Maybe I’ll look at putting some SATs questions in there at some point.

Some notes

The other week I published an Order of Operations ppt, and I forgot that Jo Morgan has done an AMAZING topics in depth video on it here. Great stuff. I need to make sure I’m rechecking a lot of these before I make my lessons. I love these things. The exam boards/the DofE should provide these videos for every topic. They’re incredible.

I was reminded about them because I’ve started a new job, in a new country. It’s scary stuff, but I now have a bit of a commute. I’ve been listening to the Mr Barton Maths podcast on the way to and from work. These podcasts are so good. I’m loving finding room for them again.

Until next Friday

Richard

## Rounding to 10, 100 and 1000

I can’t believe I haven’t made these slides before.

I have a group with lower prior attainment this year, so I wanted to really try and be explicit when teaching this.

In my example I went for both a number and a place value grid.

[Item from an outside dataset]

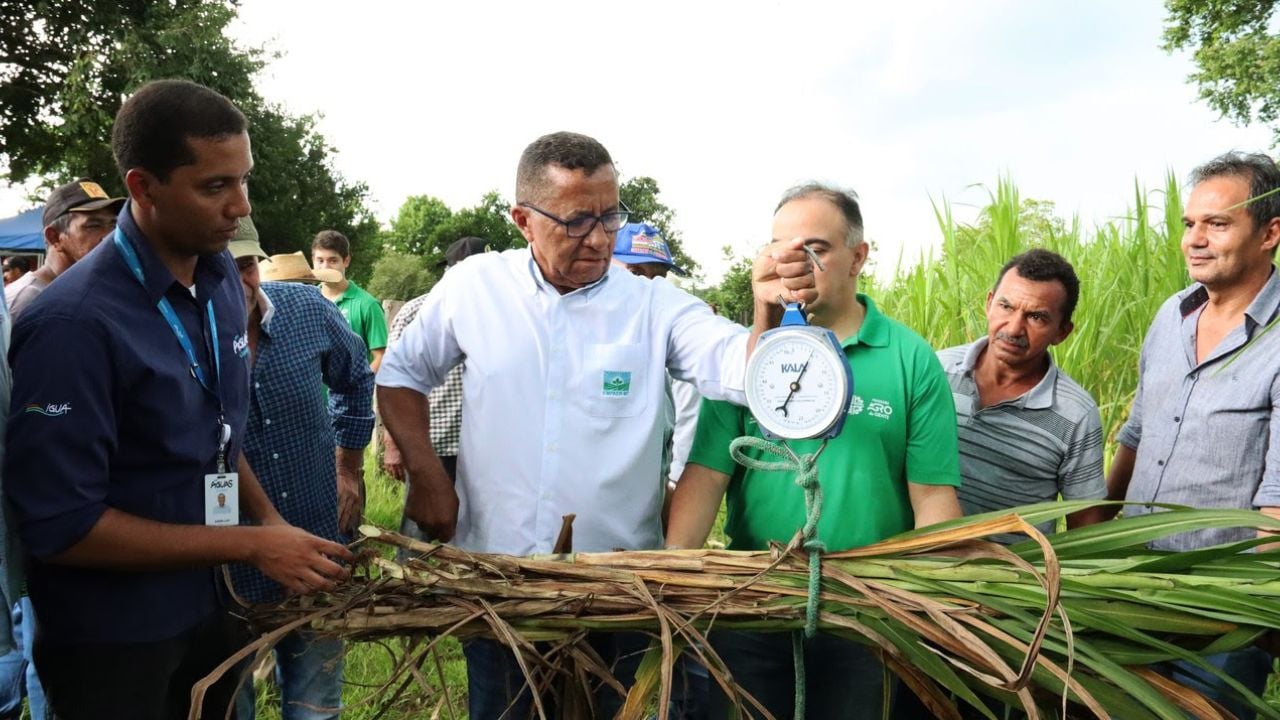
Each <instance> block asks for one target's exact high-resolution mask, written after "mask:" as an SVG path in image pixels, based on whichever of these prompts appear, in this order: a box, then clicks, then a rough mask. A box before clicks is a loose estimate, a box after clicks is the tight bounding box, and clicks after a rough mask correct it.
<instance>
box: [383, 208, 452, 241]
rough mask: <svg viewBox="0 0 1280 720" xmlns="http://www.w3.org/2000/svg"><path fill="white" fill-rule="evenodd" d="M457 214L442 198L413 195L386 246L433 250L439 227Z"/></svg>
mask: <svg viewBox="0 0 1280 720" xmlns="http://www.w3.org/2000/svg"><path fill="white" fill-rule="evenodd" d="M452 217H453V210H449V206H448V205H445V204H444V201H443V200H440V199H439V197H431V196H430V195H413V196H410V197H407V199H406V200H404V204H403V205H401V209H399V211H397V213H396V218H394V219H393V220H392V228H390V231H389V232H388V233H387V234H385V236H384V238H383V246H384V247H387V249H388V250H394V251H396V252H403V254H408V255H425V254H429V252H430V245H429V240H430V237H431V233H433V232H435V228H438V227H439V225H440V223H443V222H444V220H448V219H449V218H452Z"/></svg>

There’s quite a bit of mini whiteboard work here, because I’ve found that this stuff is fairly easy, but sometimes students need a few cracks at it to make sure they’ve got it. I project a question for them to do on their mini whiteboards, then I explain it. I generally move on to the task only when the majority are displaying right answers. Then I can focus on the students who need a bit of extra support.

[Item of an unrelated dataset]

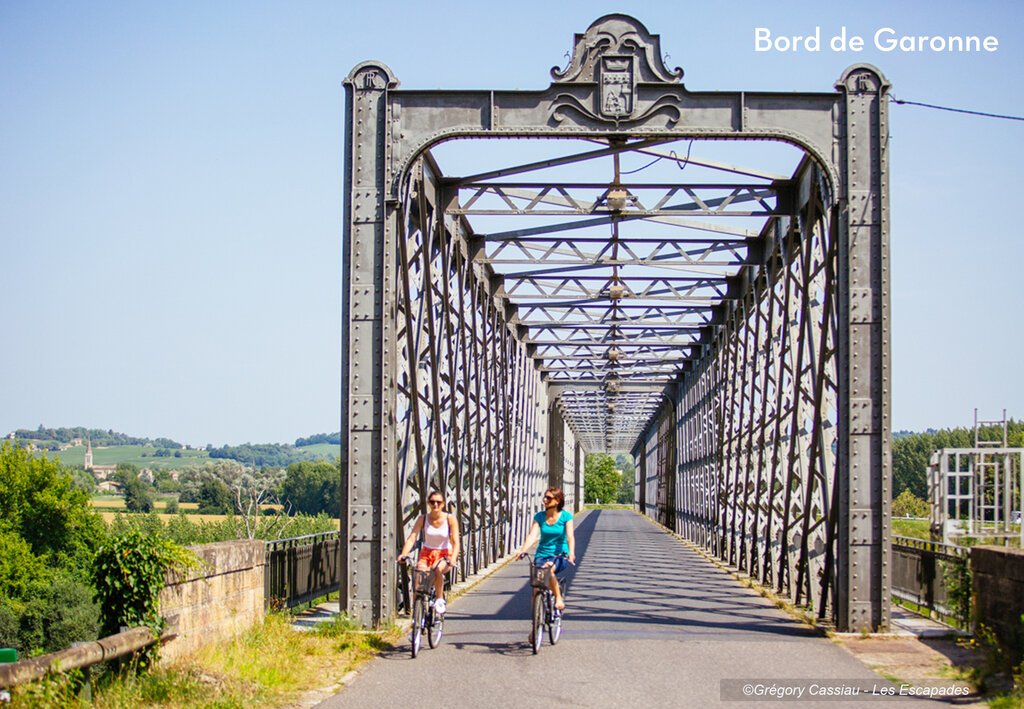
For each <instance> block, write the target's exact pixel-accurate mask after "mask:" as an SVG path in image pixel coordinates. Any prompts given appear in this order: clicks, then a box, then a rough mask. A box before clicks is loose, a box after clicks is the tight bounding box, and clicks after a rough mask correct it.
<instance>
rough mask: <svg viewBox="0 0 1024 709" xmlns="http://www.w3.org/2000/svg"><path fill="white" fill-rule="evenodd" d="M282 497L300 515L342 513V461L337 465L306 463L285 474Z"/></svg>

There’s a Blooket link, too. I am still into Blooket. I think it’s quite fun as a little plenary.

If you’ve got a suggestion or some feedback, get in touch on Twitter. Last week’s resource provided some really interesting discussions, especially about questions that require you to ‘add the brackets to make this sum true’.

## The Order of Operations

Get the PowerPoint here

Everyone hates the term BIDMAS, right?

Lots of reasons, but the left to right nature of multiplication and division (and addition and subtraction) must be the most important reason.

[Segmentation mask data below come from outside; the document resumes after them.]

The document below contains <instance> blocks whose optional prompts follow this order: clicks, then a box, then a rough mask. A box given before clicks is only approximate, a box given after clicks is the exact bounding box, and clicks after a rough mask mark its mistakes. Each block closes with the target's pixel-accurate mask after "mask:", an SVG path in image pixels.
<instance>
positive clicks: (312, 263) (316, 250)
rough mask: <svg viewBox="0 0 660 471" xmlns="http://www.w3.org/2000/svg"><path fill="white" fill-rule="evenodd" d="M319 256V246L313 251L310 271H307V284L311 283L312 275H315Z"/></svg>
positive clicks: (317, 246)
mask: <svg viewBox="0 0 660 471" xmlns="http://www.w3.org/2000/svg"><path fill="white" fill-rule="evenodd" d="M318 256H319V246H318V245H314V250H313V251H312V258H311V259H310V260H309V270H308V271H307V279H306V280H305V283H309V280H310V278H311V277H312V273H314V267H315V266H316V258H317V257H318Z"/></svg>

This week’s lesson is nothing too fancy. An example problem pair, which is way harder than the exercise.

I’ve been mulling this for a while but I just haven’t found a nicer way of doing this. Making the EPP too easy results in students not being able to do the harder questions, and splitting it up into multiple EPPs is just tedious. Maybe I should make the exercise harder, but keeping it simple at the beginning builds confidence nicely.

We move onto examples with a fraction.

These are important, because there’s an implied bracket in there. Students should not have to infer things. We should demonstrate things to them explicitly.

Then there’s an exercise on putting brackets in to make something true, which I always like doing.

As an addendum, I want to publish a resource every single Friday this academic year. We’ll see how that goes.